Plot hole: In the end, all they have to do is ask the President, when he's conscious (Liev didn't kill him; he just knocked him unconscious), who killed everyone in the control room and nearly killed him. He would know who the traitor is and it's not Salt - when they look back at the facts, they'll see how Salt only killed when she absolutely had to, and how she saved lives and stopped a 3rd world war.
Plot hole: Anubis Warriors can only be killed by being beheaded. But during the final battle, you see several are killed by simply being stabbed.
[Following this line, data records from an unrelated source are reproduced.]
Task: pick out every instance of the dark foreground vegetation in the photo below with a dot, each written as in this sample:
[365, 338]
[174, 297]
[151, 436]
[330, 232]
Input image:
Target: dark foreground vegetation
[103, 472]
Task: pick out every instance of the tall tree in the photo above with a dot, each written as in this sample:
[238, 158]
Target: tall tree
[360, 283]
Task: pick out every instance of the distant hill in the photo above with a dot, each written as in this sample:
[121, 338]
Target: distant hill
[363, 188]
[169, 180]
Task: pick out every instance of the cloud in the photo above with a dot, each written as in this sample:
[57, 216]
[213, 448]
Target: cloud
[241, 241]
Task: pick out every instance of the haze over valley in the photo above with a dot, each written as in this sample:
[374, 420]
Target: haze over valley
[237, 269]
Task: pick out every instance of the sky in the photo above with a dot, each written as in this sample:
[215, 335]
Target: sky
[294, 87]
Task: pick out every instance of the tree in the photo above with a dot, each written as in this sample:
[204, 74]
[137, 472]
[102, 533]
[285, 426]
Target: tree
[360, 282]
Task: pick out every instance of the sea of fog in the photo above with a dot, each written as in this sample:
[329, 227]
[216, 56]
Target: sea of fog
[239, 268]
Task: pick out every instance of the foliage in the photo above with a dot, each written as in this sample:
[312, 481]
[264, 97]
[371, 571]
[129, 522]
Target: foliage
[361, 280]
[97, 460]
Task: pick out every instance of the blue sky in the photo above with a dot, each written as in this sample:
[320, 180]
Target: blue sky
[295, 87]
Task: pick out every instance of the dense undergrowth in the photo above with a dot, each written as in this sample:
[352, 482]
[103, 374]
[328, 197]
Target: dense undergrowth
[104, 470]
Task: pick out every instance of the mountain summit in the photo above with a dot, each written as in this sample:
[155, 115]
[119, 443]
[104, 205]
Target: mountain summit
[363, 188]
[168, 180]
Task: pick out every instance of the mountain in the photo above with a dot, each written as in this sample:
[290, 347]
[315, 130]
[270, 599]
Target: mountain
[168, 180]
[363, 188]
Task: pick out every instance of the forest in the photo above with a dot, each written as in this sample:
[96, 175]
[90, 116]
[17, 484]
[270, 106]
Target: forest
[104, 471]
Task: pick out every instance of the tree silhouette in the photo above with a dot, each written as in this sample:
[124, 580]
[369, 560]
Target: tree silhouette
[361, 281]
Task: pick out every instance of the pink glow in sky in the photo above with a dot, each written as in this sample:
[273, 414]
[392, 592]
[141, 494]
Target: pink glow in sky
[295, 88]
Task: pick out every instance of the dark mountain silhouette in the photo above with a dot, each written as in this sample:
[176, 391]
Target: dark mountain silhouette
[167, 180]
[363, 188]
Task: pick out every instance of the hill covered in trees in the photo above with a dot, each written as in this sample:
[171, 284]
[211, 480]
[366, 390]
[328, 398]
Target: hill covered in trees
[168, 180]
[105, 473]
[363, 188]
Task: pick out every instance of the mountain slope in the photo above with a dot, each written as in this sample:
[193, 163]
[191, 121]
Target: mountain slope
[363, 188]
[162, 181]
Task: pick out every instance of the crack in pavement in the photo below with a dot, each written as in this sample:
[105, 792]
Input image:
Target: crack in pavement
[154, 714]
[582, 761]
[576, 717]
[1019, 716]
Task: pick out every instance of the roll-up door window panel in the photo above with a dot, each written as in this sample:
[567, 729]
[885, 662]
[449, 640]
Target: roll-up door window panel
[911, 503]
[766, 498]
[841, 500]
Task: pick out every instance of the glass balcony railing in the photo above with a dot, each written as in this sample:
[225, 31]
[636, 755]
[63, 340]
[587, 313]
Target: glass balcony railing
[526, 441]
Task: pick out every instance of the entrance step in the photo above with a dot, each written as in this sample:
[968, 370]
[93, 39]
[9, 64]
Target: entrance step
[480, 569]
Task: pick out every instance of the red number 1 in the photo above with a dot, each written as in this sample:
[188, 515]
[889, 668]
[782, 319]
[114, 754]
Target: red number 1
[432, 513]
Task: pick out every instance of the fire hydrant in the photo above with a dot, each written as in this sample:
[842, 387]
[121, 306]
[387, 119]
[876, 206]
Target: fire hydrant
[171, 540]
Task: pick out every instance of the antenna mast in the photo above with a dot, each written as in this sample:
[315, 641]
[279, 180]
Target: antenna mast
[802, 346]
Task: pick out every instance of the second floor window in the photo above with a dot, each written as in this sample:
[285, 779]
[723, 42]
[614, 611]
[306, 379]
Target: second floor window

Plot hole: During the later parts of this movie there is much talk about 'continental displacement' and this appears to be happening in the film. The Earth's crust is falling apart because of the heating of the inner core, and all the cities seems to be falling apart since the ground can no longer hold them. When our cast finds themselves surprised to be already over China when they figured to be over the ocean, it is explained that Asia has actually moved from where it was. If this phenomenon is taking place globally, how come the monks in China don't seem to have been disturbed at all? In fact the bell the monk rings as the ocean approaches hasn't even been shaken. The arks are built in between the mountains, but the mountains are apparently fine. Shouldn't they be falling like the rest of the crust?
Plot hole: The whole concept of a kidnapper 'pretending' his victim didn't get on the plane in the first place is utterly laughable. Even if nobody saw her in her seat, why didn't they see her walking down the aisle to her seat, or waiting to board the plane, or in the boarding tunnel itself? Why isn't she listed on the passenger manifest, or on her mother's travel documents or airline ticket? And there would have been security cameras all over the airport.
Plot hole: Inmediately after Jamie Foxx finds the bomb in the city hall, and he says, "We don't tell the mayor anything", we see Gerard Butler arriving to his property next to the prison, and finally he enters his jail cell. So, in the time between Gerard Butler's arrival to the property and his entrance to the jail cell, Jamie Foxx thought about a plan, picked up the bomb, passed through the traffic and security checkpoints, talked to the warden to get access to the prison, entered solitary, handcuffed the bomb, and still had time to wait for Gerard Butler's arrival.
Plot hole: Considering the incredibly elaborate plans Maddy makes to have her husband murdered after forging a will she knows is invalid so he dies intestate and she - as his widow - gets his entire fortune, you'd think she would have worked out one little fact - Edmund Walker does not die intestate. It is established in the film that the dud will supposedly written by Ned Racine replaces a previous, valid will which bequeaths half his fortune to his niece Heather. When the new will is declared invalid under Florida law the previous will takes precedence and Heather and Maddy split the fortune. In no way will Maddy get the lot.